Ireland great Brian O'Driscoll was given a three-week ban Wednesday for stamping on Italy's Simone Favaro.
As a result, the 34-year-old ex-Ireland captain is now set to miss Leinster's European Challenge Cup quarter-final against English club Wasps on April 5.
However, the veteran centre, who was suspended by a disciplinary hearing in London until April 8, does have the right of appeal.
The hearing said O'Driscoll's offence was in the mid-range, five-week, level of seriousness but added they were deducting two weeks from that punishment on account of his previously "exemplary" record.
O'Driscoll was sent to the sin-bin for only the second time in his career by referee Wayne Barnes after he was spotted stamping on the chest of flanker Favaro during a 22-15 defeat by Italy in Rome on Saturday which rounded off a poor Six Nations campaign for Ireland.
If, as has been speculated, it was O'Driscoll's 125th and final match for Ireland before retirement, which could be preceded by his selection for a fourth British and Irish Lions tour when the party for Australia is announced next month, it was a desperate way for him to bow out in the green jersey.
However, the yellow card -- which could have been red -- was not the end of the matter, with citing commissioner Aurwel Morgan deciding the incident required further scrutiny.
At Wednesday's hearing, O'Driscoll accepted he'd committed an act of foul play but denied he should have been sent off.
However, a three-man panel chaired by Wales's Robert Williams, assisted by England's Mike Hamlin and John Doubleday, said the midfielder should have seen red at Rome's Olympic Stadium as they upheld the citing complaint.

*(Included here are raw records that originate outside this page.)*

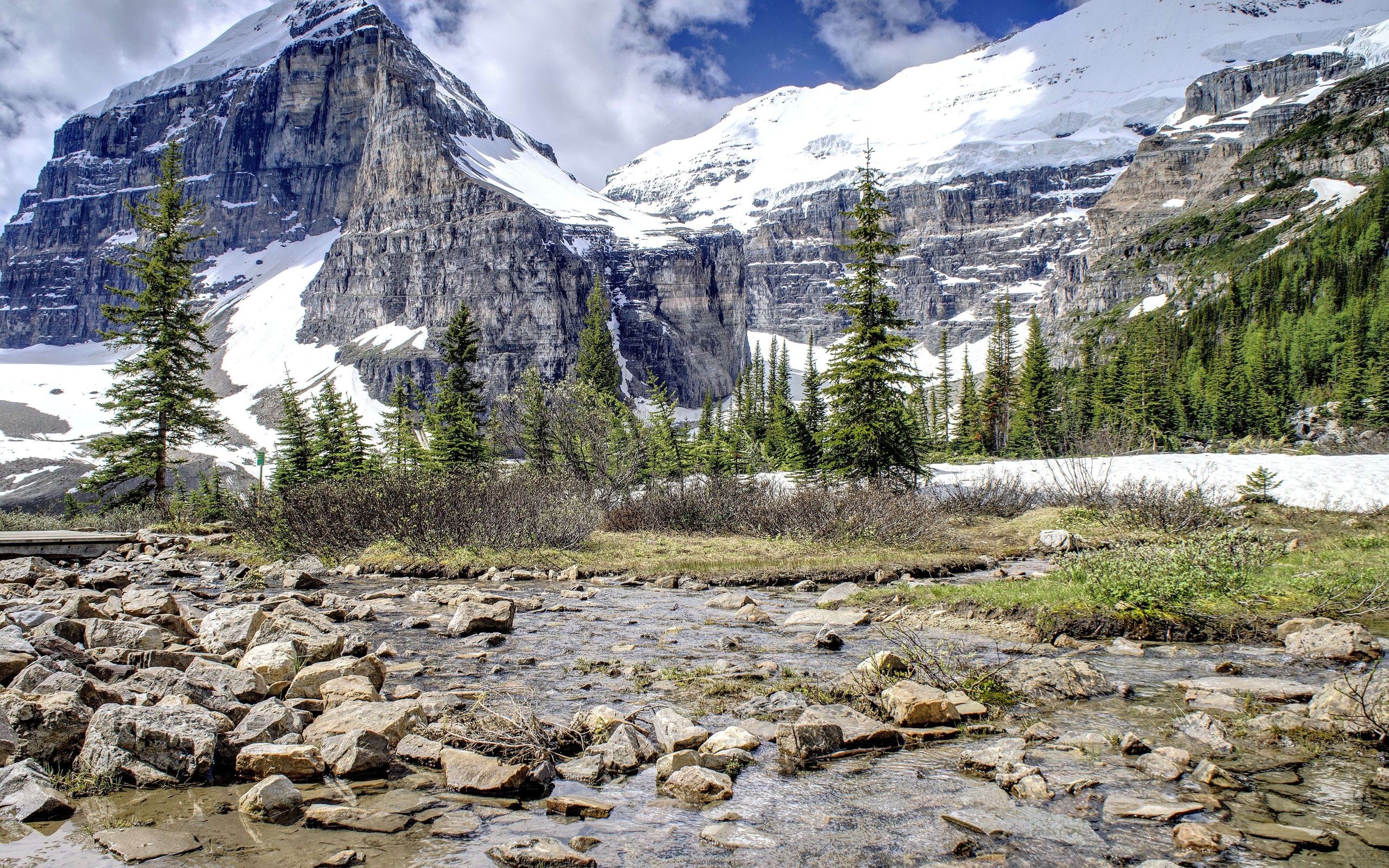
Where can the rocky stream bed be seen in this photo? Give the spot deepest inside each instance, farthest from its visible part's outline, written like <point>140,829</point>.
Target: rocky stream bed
<point>685,737</point>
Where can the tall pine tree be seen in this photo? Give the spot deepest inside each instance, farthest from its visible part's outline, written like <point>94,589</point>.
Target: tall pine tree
<point>870,432</point>
<point>157,402</point>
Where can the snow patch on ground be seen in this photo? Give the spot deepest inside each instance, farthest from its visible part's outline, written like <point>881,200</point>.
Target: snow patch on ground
<point>1341,482</point>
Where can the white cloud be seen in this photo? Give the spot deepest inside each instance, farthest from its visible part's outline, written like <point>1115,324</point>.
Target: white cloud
<point>595,78</point>
<point>60,56</point>
<point>876,39</point>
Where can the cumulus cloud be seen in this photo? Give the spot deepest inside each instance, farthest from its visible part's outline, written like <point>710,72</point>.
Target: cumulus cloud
<point>876,39</point>
<point>61,56</point>
<point>595,78</point>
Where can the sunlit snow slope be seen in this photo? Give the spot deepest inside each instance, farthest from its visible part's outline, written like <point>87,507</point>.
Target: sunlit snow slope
<point>1070,91</point>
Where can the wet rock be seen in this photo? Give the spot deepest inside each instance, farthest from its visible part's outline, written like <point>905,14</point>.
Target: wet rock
<point>48,728</point>
<point>349,688</point>
<point>827,617</point>
<point>1313,839</point>
<point>1148,809</point>
<point>737,837</point>
<point>1205,838</point>
<point>310,680</point>
<point>224,629</point>
<point>356,753</point>
<point>626,750</point>
<point>470,618</point>
<point>859,730</point>
<point>1203,728</point>
<point>676,732</point>
<point>391,720</point>
<point>245,685</point>
<point>1341,642</point>
<point>420,750</point>
<point>313,635</point>
<point>1270,690</point>
<point>699,785</point>
<point>145,844</point>
<point>359,820</point>
<point>991,756</point>
<point>27,794</point>
<point>753,614</point>
<point>457,824</point>
<point>470,773</point>
<point>539,853</point>
<point>913,705</point>
<point>829,639</point>
<point>1049,678</point>
<point>123,635</point>
<point>292,762</point>
<point>839,593</point>
<point>273,800</point>
<point>578,806</point>
<point>730,601</point>
<point>728,739</point>
<point>152,745</point>
<point>274,661</point>
<point>584,770</point>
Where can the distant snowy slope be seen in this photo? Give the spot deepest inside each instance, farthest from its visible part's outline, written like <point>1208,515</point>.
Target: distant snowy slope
<point>1066,92</point>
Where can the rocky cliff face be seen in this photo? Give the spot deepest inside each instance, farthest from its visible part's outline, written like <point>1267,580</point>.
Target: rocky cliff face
<point>348,128</point>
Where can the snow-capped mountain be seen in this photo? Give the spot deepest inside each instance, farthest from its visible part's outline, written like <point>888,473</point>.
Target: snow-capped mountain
<point>359,194</point>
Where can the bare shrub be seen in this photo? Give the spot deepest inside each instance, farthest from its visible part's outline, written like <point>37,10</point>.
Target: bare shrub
<point>756,507</point>
<point>427,513</point>
<point>999,495</point>
<point>510,730</point>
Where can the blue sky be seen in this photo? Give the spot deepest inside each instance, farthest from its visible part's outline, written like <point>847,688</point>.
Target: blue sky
<point>780,45</point>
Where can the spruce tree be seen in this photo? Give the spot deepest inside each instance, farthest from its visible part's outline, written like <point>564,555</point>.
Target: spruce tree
<point>999,374</point>
<point>294,449</point>
<point>157,402</point>
<point>455,417</point>
<point>870,432</point>
<point>598,363</point>
<point>1035,416</point>
<point>399,432</point>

Explaining their decision to ban O'Driscoll for three weeks, the panel said in a Six Nations statement: "In applying the sanction, the disciplinary committee considered that the stamp, contrary to Law 10.4(b), was in the mid-range of the IRB's (International Rugby Board's) sanctions for the type of offence and after hearing from Brian O'Driscoll and his representatives, allowed a reduction of two weeks of mitigation, particularly taking into account the player's exemplary previous playing and disciplinary record."